Reporting on the Federal Reserve recent report on climate change's effect on the mortgage   market CBS said:
Climate change could punch a hole through the financial system by making 30-year home mortgages — the lifeblood of the American housing market — effectively unobtainable in entire regions across parts of the U.S.  That's what the future could look like without policy to address climate change, according to the latest research from the Federal Reserve Bank of San Francisco. The bank is considering these and other risks on Friday in an unprecedented conference on the economics of climate change.
Once lenders and housing investors do start pricing in such risks, "There may be a threat to the availability of the 30-year mortgage in various vulnerable and highly exposed areas," Berman wrote in a recent San Francisco Fed report. He predicts lenders could "blue-line" entire regions where flood risks are high — a reference to redlining, the practice of refusing mortgages to minorities. The result: Entire neighborhoods would empty out, leaving cities unable to shore up their crumbling roads and bridges just as severe weather events become more extreme and more frequent. Home values would fall, potentially depleting the budgets of counties and states. 

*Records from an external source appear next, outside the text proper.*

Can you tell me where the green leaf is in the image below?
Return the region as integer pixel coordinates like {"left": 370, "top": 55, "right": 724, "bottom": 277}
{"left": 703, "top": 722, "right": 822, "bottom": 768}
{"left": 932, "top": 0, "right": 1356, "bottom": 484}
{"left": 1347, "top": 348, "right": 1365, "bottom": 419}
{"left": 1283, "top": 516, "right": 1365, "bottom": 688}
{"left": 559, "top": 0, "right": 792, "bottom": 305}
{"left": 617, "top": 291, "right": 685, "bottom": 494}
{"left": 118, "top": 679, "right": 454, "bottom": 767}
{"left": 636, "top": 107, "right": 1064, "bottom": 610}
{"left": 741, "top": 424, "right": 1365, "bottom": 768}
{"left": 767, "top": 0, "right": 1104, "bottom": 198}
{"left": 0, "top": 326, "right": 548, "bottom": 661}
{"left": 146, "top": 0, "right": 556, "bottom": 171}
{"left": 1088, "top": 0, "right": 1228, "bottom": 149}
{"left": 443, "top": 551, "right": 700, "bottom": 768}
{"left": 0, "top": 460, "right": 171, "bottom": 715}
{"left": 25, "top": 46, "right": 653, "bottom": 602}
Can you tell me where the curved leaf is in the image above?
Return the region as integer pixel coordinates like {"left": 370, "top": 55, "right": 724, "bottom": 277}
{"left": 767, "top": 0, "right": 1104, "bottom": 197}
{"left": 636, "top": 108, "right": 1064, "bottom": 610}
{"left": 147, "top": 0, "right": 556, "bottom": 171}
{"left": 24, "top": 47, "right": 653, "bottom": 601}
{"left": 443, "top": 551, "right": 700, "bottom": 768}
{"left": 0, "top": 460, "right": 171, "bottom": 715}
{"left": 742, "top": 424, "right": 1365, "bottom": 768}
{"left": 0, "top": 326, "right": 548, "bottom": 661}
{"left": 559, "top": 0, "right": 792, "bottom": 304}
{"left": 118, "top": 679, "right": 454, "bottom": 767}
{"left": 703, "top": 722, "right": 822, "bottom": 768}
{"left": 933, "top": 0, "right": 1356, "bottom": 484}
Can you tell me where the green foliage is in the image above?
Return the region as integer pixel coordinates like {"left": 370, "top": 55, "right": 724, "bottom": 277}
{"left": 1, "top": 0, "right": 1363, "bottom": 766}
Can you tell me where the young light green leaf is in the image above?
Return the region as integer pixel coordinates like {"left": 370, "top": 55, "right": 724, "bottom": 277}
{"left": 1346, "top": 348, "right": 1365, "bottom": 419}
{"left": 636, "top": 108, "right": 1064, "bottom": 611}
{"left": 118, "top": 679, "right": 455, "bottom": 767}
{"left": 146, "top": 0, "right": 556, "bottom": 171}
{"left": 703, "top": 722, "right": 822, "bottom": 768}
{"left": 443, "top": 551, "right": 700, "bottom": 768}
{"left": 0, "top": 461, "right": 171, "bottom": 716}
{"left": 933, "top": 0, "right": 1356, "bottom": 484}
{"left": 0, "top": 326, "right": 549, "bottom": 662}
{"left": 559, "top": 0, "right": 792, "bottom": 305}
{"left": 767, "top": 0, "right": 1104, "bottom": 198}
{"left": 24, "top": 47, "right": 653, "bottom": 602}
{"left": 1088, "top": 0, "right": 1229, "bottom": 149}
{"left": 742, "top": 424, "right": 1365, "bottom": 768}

Lower real estate prices also drag down counties and cities. Because local budgets are reliant on property taxes, even a small drop in home prices can make it harder for a locality to provide basic services, like fixing roads and paying for public education."There is a real possibility that real estate values will be decreasing… just as the real estate tax base is being relied on for funding of new flood mitigation infrastructure," Berman wrote.
That's why many who study this issue are calling for governments to plan for what they call the inevitable retreat.Said Cleetus: "My biggest fear, honestly, is that the markets will get out ahead of our policies, and we see a situation where property values do start to decline, and small communities that rely on a lot of property tax revenue won't be able to deal with it."
in other words, the same way inner cities where hollowed out and made ghetto's because of redlining the same could be done to large swaths of America close to the coast, in hot zones and the like.

The conclusion is clears. The news for climate change will continue to get worse, that even the more dire forecasts. Secondly, impact of climate change will continue to morph and affects us in ways previously unimagined.